Verletzte 22-Jährige Schießerei am Düsseldorfer Hauptbahnhof

Vor dem Düsseldorfer Hauptbahnhof hat ein Mann eine Frau angeschossen und schwer verletzt. Der Schütze hatte auch kurzzeitig einen Teenager in seiner Gewalt. Auslöser für die Schießerei war wohl eine Polizeikontrolle.
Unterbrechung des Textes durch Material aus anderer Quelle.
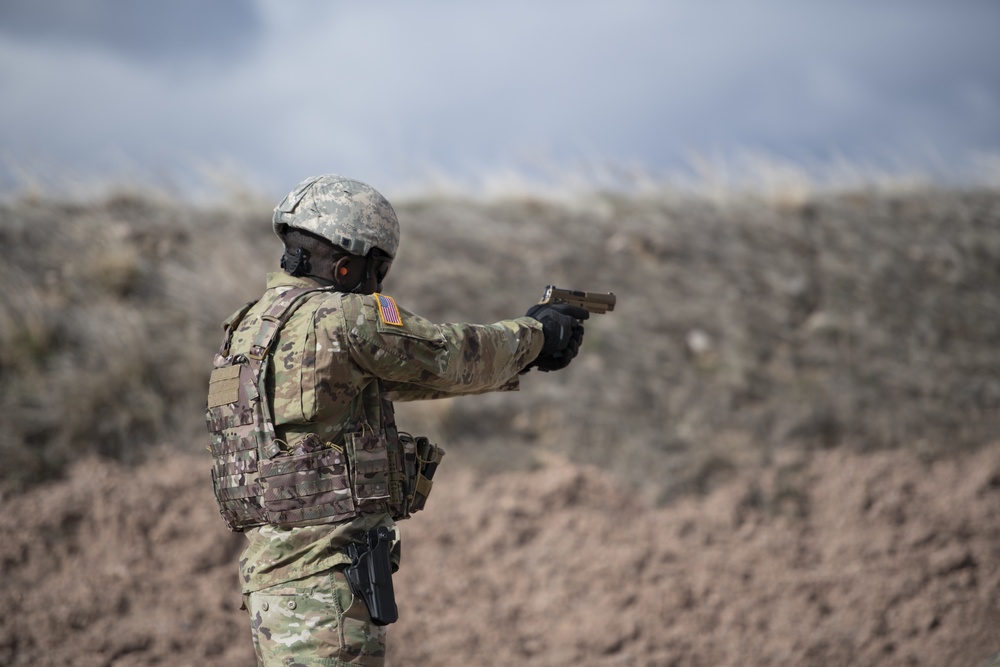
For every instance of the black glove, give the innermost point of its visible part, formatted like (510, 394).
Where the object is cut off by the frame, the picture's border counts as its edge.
(563, 328)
Polizisten vor dem Düsseldorfer Hauptbahnhof: Frau wird von Schuss am Kopf getroffen
DPA

Polizisten vor dem Düsseldorfer Hauptbahnhof: Frau wird von Schuss am Kopf getroffen


Düsseldorf - Der dramatische Zwischenfall begann gegen 13.40 Uhr. Polizisten wollten in der Halle des Düsseldorfer Hauptbahnhofs einen Mann kontrollieren, der durch sein Verhalten aufgefallen war. Der 48-Jährige feuerte unvermittelt auf die Beamten, ohne zu treffen, wie die Polizei mitteilte. Dann sei der Mann auf den belebten Bahnhofsvorplatz geflohen. Dort ergriff er eine junge Frau, die an einer Straßenbahnhaltestelle wartete, schoss erneut und verletzte die Passantin mit einem Schuss am Kopf.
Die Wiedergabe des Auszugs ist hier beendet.